Passons sur les motivations du grand transporteur qui aurait pu éviter cette prise de contrôle et reconnaissions qu’elle a fait les bonnes affaires des propriétaires de ces compagnies au premier rang desquels Jean Paul Dubreuil alors propriétaire de Régional Airlines laquelle se trouvait alors en grand danger.
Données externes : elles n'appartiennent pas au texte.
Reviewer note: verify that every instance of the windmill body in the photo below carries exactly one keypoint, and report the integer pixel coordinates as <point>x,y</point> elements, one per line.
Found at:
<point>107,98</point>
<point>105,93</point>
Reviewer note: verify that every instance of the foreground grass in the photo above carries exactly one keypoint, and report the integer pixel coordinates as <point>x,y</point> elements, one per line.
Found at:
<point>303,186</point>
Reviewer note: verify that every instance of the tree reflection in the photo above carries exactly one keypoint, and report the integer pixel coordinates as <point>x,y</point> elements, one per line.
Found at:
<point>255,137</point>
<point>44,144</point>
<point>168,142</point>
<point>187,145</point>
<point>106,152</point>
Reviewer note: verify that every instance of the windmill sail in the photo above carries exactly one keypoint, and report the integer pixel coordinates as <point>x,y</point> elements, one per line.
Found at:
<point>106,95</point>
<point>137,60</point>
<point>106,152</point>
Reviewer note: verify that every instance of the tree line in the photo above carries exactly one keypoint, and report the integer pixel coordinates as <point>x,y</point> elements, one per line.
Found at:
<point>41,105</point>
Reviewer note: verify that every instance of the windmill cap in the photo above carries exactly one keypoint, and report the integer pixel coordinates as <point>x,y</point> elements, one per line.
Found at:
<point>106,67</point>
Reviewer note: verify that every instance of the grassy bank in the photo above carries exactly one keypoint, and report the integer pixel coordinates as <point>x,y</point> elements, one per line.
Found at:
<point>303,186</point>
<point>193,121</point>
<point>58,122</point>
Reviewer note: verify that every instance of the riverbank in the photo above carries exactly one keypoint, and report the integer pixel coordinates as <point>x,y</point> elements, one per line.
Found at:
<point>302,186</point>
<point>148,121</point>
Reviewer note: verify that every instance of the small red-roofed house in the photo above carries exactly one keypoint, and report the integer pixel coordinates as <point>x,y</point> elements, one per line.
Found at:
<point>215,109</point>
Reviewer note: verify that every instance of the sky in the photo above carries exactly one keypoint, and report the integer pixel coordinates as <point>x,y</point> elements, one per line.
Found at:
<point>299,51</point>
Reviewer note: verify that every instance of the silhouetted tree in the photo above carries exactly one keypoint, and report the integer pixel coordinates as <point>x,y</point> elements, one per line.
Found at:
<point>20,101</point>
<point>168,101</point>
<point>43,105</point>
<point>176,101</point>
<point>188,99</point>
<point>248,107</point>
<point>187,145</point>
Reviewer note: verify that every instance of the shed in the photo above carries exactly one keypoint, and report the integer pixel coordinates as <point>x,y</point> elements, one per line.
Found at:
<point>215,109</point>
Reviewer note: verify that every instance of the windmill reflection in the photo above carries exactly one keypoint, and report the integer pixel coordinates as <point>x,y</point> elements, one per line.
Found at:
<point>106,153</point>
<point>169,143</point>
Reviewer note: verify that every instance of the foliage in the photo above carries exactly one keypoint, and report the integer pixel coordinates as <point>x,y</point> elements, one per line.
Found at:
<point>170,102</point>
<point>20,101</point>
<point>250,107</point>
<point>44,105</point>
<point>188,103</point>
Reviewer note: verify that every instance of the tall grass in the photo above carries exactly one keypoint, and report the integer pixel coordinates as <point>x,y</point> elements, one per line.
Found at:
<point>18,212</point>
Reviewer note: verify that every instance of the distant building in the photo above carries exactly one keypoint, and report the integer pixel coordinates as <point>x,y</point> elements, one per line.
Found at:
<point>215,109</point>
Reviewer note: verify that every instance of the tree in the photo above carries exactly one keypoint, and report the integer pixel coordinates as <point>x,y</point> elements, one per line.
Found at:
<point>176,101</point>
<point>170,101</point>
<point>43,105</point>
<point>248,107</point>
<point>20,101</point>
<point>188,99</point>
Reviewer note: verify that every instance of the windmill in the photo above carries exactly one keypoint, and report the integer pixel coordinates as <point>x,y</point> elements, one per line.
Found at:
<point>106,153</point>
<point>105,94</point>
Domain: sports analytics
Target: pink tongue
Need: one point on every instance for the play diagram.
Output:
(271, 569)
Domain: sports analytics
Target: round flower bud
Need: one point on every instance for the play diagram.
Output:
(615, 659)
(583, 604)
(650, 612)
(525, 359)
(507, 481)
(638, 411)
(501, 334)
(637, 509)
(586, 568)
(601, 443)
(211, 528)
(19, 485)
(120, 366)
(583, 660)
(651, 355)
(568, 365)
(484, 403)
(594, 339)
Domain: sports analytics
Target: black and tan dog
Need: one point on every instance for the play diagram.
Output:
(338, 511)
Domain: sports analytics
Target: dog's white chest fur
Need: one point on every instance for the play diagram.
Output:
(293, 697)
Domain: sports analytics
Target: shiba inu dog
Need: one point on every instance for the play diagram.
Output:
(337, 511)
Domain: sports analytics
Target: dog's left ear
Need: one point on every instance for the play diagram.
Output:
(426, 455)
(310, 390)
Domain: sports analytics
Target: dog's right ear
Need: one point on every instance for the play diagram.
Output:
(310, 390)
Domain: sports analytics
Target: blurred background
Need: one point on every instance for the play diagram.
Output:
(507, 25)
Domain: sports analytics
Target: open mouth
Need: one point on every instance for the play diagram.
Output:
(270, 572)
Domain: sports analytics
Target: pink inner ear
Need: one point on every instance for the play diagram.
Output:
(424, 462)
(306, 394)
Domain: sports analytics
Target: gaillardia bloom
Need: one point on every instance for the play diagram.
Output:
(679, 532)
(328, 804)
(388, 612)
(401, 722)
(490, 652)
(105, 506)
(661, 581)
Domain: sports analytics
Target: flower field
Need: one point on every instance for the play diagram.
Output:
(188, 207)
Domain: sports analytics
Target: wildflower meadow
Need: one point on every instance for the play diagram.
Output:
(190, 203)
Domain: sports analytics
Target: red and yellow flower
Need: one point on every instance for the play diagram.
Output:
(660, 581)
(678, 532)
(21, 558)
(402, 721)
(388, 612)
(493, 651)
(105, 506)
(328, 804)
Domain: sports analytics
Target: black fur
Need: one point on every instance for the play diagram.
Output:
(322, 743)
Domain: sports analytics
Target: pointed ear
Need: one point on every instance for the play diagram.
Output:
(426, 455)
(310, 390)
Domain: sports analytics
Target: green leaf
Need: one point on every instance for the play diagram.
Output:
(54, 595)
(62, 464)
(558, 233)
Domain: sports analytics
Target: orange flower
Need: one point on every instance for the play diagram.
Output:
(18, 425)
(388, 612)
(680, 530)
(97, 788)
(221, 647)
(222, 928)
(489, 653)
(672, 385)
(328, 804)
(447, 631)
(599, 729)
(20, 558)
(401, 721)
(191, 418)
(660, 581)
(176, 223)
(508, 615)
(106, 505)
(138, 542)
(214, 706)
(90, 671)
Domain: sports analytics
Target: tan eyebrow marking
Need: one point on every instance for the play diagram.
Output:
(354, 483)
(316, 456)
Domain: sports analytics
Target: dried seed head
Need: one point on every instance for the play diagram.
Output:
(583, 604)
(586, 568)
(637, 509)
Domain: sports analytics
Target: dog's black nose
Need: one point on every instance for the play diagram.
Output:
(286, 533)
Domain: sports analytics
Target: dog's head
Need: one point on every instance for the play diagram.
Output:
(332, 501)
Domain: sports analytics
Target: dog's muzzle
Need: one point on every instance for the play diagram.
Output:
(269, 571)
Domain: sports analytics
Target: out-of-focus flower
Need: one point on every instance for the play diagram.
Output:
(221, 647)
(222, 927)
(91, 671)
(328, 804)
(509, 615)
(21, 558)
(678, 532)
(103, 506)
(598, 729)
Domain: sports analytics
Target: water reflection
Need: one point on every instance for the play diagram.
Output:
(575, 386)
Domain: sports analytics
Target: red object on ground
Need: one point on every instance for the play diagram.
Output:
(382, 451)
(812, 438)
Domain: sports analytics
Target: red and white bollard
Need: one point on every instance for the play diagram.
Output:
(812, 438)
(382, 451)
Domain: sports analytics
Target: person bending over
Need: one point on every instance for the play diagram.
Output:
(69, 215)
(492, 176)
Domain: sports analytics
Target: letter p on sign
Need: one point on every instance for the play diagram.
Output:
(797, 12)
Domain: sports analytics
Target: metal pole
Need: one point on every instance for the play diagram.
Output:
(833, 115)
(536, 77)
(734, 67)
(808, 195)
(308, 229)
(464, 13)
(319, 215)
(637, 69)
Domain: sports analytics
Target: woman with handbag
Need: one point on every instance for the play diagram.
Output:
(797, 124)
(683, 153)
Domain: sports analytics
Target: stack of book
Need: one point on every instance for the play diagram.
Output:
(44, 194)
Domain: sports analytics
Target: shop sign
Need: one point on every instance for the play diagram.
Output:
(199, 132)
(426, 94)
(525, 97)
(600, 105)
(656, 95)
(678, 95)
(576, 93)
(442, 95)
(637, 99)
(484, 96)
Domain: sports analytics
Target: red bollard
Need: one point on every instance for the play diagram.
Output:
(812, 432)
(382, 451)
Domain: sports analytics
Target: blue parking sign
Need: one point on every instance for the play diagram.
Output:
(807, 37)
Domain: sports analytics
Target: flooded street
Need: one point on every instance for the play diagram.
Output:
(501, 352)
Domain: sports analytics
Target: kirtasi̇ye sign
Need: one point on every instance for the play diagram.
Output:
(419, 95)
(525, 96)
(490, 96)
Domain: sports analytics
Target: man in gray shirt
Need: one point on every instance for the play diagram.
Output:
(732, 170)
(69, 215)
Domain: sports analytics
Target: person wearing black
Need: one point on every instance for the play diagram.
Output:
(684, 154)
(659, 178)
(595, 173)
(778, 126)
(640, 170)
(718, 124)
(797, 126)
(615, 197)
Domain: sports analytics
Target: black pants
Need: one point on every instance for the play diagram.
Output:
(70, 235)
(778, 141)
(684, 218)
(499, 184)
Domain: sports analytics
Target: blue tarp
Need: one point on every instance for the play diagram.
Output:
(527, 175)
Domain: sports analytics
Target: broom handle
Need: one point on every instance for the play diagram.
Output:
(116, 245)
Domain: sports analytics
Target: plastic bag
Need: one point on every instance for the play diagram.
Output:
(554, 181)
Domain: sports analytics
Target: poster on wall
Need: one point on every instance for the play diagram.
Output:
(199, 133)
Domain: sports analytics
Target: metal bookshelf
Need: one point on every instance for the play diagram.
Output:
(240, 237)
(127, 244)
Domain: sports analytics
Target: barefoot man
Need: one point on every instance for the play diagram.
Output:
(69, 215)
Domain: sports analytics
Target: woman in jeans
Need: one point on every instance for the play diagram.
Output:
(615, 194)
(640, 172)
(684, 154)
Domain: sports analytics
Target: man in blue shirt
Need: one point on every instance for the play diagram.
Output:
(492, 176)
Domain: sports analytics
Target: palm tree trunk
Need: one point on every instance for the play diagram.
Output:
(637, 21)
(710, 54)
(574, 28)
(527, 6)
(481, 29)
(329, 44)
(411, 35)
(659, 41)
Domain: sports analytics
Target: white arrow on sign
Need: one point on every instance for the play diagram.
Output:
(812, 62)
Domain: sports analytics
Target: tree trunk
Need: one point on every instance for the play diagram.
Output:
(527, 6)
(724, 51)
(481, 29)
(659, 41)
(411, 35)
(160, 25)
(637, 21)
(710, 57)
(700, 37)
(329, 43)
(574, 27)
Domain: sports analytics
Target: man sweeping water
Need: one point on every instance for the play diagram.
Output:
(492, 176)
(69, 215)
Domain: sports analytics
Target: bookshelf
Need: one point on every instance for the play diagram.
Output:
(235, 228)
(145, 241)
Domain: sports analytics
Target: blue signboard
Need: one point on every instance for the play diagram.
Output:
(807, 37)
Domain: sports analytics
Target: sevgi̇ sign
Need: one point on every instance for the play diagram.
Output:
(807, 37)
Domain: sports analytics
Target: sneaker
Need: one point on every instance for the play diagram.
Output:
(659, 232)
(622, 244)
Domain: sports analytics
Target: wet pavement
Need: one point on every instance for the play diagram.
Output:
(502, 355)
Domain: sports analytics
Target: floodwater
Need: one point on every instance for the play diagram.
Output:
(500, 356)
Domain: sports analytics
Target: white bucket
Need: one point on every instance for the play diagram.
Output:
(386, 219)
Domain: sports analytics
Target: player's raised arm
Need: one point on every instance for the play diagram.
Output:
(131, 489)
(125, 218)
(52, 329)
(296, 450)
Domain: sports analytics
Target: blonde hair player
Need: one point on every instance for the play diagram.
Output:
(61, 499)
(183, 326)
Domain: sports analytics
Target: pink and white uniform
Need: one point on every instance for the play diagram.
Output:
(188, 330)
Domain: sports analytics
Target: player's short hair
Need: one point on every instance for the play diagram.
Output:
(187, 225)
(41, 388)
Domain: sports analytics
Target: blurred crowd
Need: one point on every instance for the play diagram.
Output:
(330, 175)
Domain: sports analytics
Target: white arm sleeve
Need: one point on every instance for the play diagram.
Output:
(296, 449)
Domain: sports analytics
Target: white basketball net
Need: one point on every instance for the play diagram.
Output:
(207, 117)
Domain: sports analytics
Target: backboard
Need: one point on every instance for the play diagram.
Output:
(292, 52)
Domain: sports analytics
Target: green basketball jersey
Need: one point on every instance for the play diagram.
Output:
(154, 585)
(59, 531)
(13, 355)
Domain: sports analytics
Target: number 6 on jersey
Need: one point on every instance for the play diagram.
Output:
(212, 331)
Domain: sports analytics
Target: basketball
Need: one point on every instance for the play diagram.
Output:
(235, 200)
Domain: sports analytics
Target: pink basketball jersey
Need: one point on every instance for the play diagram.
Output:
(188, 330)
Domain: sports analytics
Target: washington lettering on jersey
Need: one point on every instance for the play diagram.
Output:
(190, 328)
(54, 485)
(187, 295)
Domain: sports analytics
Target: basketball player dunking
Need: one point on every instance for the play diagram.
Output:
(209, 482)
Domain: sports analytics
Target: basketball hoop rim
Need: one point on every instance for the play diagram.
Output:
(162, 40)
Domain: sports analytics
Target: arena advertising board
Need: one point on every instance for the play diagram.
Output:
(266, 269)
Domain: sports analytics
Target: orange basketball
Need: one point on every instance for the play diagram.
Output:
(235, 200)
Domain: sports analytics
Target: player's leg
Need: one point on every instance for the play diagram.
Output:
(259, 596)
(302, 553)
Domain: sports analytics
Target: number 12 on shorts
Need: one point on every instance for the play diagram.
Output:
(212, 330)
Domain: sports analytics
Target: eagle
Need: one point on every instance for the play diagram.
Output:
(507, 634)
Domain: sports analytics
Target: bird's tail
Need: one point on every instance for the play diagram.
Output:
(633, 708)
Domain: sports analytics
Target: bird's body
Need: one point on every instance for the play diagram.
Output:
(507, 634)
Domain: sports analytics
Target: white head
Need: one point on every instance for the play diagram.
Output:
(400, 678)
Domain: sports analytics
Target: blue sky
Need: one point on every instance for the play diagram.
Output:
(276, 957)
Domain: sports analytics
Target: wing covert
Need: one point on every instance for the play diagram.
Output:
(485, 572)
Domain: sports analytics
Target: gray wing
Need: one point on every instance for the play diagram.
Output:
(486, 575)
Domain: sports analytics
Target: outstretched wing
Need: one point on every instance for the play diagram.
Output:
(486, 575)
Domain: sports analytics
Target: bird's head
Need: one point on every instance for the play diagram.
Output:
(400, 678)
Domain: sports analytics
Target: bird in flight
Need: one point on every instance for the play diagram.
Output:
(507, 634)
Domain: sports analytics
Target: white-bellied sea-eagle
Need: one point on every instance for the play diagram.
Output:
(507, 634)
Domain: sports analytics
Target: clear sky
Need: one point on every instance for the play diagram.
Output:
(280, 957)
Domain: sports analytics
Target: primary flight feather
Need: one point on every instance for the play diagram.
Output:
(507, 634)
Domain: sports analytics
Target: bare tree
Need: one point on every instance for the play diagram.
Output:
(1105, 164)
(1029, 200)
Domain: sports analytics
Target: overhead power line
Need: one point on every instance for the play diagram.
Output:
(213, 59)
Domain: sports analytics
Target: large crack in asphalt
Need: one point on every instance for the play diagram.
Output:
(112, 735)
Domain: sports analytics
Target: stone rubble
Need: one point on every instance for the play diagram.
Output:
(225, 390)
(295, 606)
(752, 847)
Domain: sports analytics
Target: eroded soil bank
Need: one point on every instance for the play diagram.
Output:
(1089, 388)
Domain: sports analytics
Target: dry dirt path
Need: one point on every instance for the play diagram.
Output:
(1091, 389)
Restait un petit transporteur indépendant : Airlinair créé et géré par Lionel Guérin. Tant bien que mal, ce dernier avait réussi à maintenir sa compagnie à flot en rapprochant son exploitation des besoins d’Air France. Tant et si bien qu’elle est entrée elle aussi dans le giron de la compagnie nationale en 2013. Il faut dire qu’à cette époque, le transport régional était devenu un vrai boulet pour la compagnie nationale.
Jean Cyril Spinetta a demandé alors à Lionel Guérin de mettre un peu d’ordre dans tout cela et de faire en sorte que les pertes soient limitées à défaut de rendre l’ensemble profitable.
Seulement Lionel Guérin s’est heurté à la maladie endémique française, la difficulté d’un dialogue social efficace. Pour réaliser ce qui aurait dû être une fusion de ces compagnies, il aurait fallu unifier les conditions d’emploi. Oui, mais au fil du temps, chaque société avait eu sa propre manière de gérer ses employés et par conséquent chacune avait ses avantages et ses inconvénients.
Si on voulait diminuer les coûts, il ne fallait pas d’abord commencer par les augmenter ce qui aurait été l’inéluctable conséquence d’une fusion des effectifs chacun voulant garder ses propres privilèges et si possible bénéficier de ceux des autres. Voilà pourquoi la fusion est devenue impossible.
Alors pour réaliser un semblant d’unité, on a créé une quatrième société. Suivez-moi bien. On met sur le marché une marque HOP mais celle-ci doit être une véritable entité économique. On en fait donc une société. Seulement elle commercialise des vols sans être une véritable compagnie aérienne car l’exploitation est réalisée par les trois filiales que sont Airlinair, BritAir et Régional, lesquelles vendent leurs heures de vol à HOP qui les commercialise sous le code d’Airlinair A5. Seulement A5 n’est pas enregistré au BSP français et les billets sont donc distribués sous le code d’Air France AF/057.
Bien entendu chaque compagnie dispose de sa propre flotte avec des constructeurs différents : Bombardier pour BritAir, Embraer pour Régional et ATR pour Airlinair. Au total 7 types d’appareils différents sans compter les sous-types, le tout pour 76 avions.
Et ce n’est pas tout. Lors d’une dernière réorganisation d’Air France, les vols opérés par la compagnie nationale à Orly reviennent dans le système HOP qui les distribue avec Air France. Allez y comprendre quelque chose ! C’est ainsi que sur un vol Paris Nice, par exemple, on peut entendre l’annonce suivante « Bienvenue sur le vol La Navette HOP Air France opéré par Air France/KLM membre de l’alliance Skyteam !… » Les nombreux clients de ces vols ne me démentiront pas.
Lorsque Ben Smith parle de simplification on peut imaginer qu’il va avoir un certain travail avec ce qui ne représente tout de même qu’une division très minoritaire du groupe Air France/KLM.
Seulement la partie ne sera pas facile. On a déjà vu que les accords signés par le SNPL d’Air France n’étaient pas acceptés par les syndicats des filiales régionales, car, et c’est encore une difficulté supplémentaire, chaque compagnie a gardé sa propre représentation sociale.
Alors que faire de HOP ? Je ne suis heureusement pas à la tête du groupe car je ne voudrais pas être confronté à la nécessite de trouver une solution, d’autant plus que le transport régional d’Air France perd de l’argent là où les concurrents étrangers EasyJet ou Volotea en gagnent. Comment transformer un foyer de pertes endémique en un centre de profit ? Voilà toute la question et bien malin qui pourra y répondre.